Uniform bounds for robust mean estimators

Stanislav Minsker
DOI: https://doi.org/10.48550/arXiv.1812.03523
2019-05-04
Abstract:This paper is devoted to the estimators of the mean that provide strong non-asymptotic guarantees under minimal assumptions on the underlying distribution. The main ideas behind proposed techniques are based on bridging the notions of symmetry and robustness. We show that existing methods, such as median-of-means and Catoni's estimators, can often be viewed as special cases of our construction. The main contribution of the paper is the proof of uniform bounds for the deviations of the stochastic process defined by proposed estimators. Moreover, we extend our results to the case of adversarial contamination where a constant fraction of the observations is arbitrarily corrupted. Finally, we apply our methods to the problem of robust multivariate mean estimation and show that obtained inequalities achieve optimal dependence on the proportion of corrupted samples.
Statistics Theory,Probability
What problem does this paper attempt to address?

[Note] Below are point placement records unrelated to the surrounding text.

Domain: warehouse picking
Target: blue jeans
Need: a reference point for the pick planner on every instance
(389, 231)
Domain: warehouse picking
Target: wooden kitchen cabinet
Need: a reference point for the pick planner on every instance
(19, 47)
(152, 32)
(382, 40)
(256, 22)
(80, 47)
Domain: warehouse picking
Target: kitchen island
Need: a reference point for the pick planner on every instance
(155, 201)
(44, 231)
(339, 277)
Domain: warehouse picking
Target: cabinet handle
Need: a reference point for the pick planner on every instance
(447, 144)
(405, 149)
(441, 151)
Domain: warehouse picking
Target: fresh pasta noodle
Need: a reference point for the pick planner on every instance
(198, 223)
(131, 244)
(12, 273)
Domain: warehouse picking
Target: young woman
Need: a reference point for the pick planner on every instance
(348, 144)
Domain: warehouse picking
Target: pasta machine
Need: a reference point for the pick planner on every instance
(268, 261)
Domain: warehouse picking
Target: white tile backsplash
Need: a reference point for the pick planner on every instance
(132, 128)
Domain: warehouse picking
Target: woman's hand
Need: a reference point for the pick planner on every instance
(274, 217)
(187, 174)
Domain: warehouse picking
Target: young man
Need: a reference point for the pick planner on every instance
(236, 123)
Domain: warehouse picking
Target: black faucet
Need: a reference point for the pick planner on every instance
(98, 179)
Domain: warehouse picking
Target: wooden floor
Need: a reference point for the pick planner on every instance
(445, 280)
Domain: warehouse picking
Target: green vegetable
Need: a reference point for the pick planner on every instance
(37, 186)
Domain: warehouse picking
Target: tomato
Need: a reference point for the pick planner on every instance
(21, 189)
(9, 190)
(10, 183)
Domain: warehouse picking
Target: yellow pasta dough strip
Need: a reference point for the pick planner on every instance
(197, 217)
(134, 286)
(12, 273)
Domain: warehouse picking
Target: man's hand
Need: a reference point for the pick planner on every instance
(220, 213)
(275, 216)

The problem that this paper attempts to solve is to simultaneously estimate the means of multiple functions under heavy - tailed distribution data, provide strong non - asymptotic guarantees, and achieve this goal under minimal assumptions. Specifically, the paper focuses on constructing a robust mean estimator that can exhibit good concentration when the data has heavy - tailed characteristics and provide tight bias bounds under minimal moment assumptions. The main contribution of the paper lies in proving the uniform bound of the bias of the stochastic process defined by the proposed estimator. In addition, the author also extends the results to the case of adversarial contamination, that is, the situation where a part of the observations are arbitrarily tampered with, and shows the optimal performance bounds of the random vector mean estimator obtained using these methods in this case. In short, the paper aims to develop a new robust mean estimation method that can provide reliable estimation results when the data is affected by heavy - tailed distribution or adversarial contamination.